DaiPlusPlus 4 hours ago | parent | prev | next [-]

> that tried it at the start and then gave up because of a bad experience

I've had enough bad experiences with products that never got better, or just got worse (Exhibit A: Windows 11). Like most primates, I am capable of learning, and I've learned that once a consumer product/service goes bad there's little hope of a turn-around. I accept that you're telling me that it's gotten better, but of the people I know IRL who also use an Echo, none of them have told me that Alexa+ is worth trying, let alone committing to.

Yes, it's on me for not giving Alexa+ a second chance, but I'm not willing to give Alexa+ a second chance because, as a technology product/service customer, I just don't feel respected by the industry I work for (...lol); if Amazon, Microsoft, Google, et al won't respect me, why should I venture outside my comfort-zone for... what benefit, exactly?

cachius an hour ago | parent [-]

The current photos app on Win 11 has accumulated a whopping one gigabyte of - what actually?

_DeadFred_ 2 hours ago | parent | prev [-]

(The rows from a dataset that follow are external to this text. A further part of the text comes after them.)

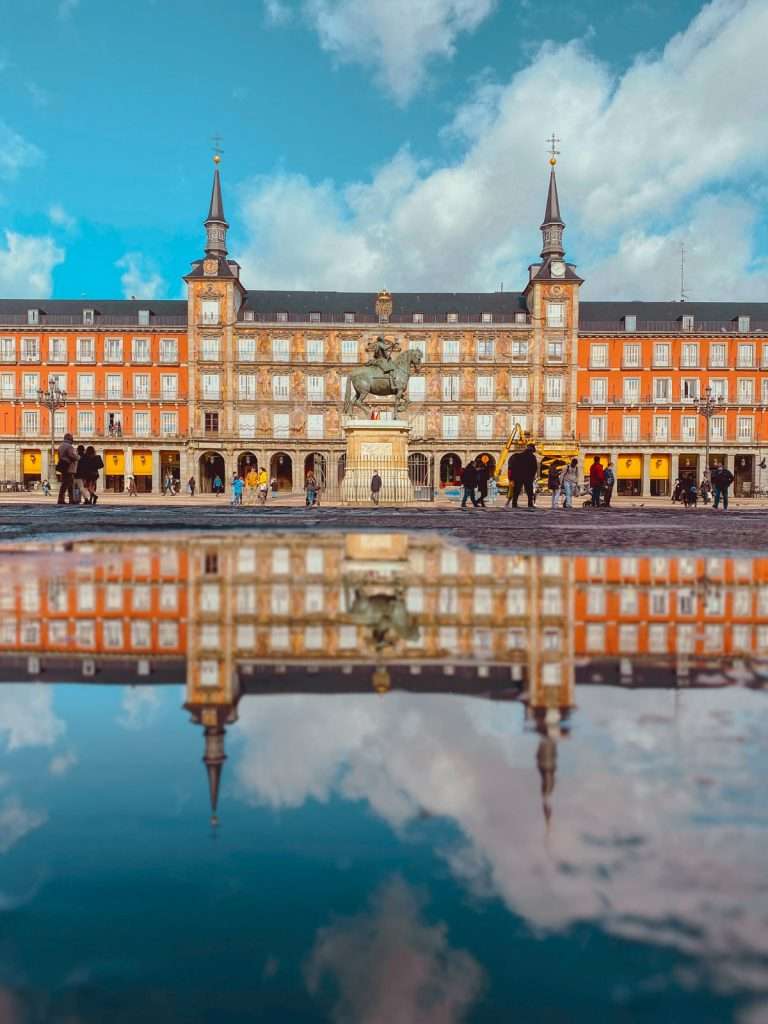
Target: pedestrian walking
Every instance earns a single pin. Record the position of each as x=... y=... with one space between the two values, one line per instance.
x=523 y=468
x=67 y=467
x=609 y=479
x=481 y=482
x=469 y=481
x=376 y=483
x=596 y=481
x=553 y=482
x=721 y=480
x=569 y=482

It's not the early 2000s where just messing around and wasting time on this stuff is cool in itself. None of that time wasted turned into much long term apps that stuck with me. Maybe a banking app and a trail running app.

I ruined multiple dinners with timers that didn't work (with a time/labor cost).

I had to get out of bed in the freezing to turn the lights out. It's easy to hit the lights when I go to bed but annoying having the tool fail and getting back out.

Music stuff didn't work well because I used Youtube Music not Spotify.

Those were my 3 use cases for Google voice, and it failed them all enough I just stopped using it all together. Who cares if it works today if in another month they just change something and break it again? They've shown it's not a tool to use for tool things, it's a 'gee wow' thing. I don't need to be impressed. I need not burnt food.

alfiedotwtf 3 hours ago | parent | prev | next [-]

This! I talk to ChatGPT every morning, and will listen and navigate my feeds while I drive, summarises posts, answer my questions. It just works.

virgil_disgr4ce 4 hours ago | parent | prev [-]

I concur that the ChatGPT voice mode is excellent. I can't even think of anything to knock it for other than for whatever reason it never 'hears' my kids, but that's probably because it's not intended to be used in multi-participant chats?

But for one-on-one, it is a really outstanding experience. Especially since they tamped down the way over-the-top humanisms.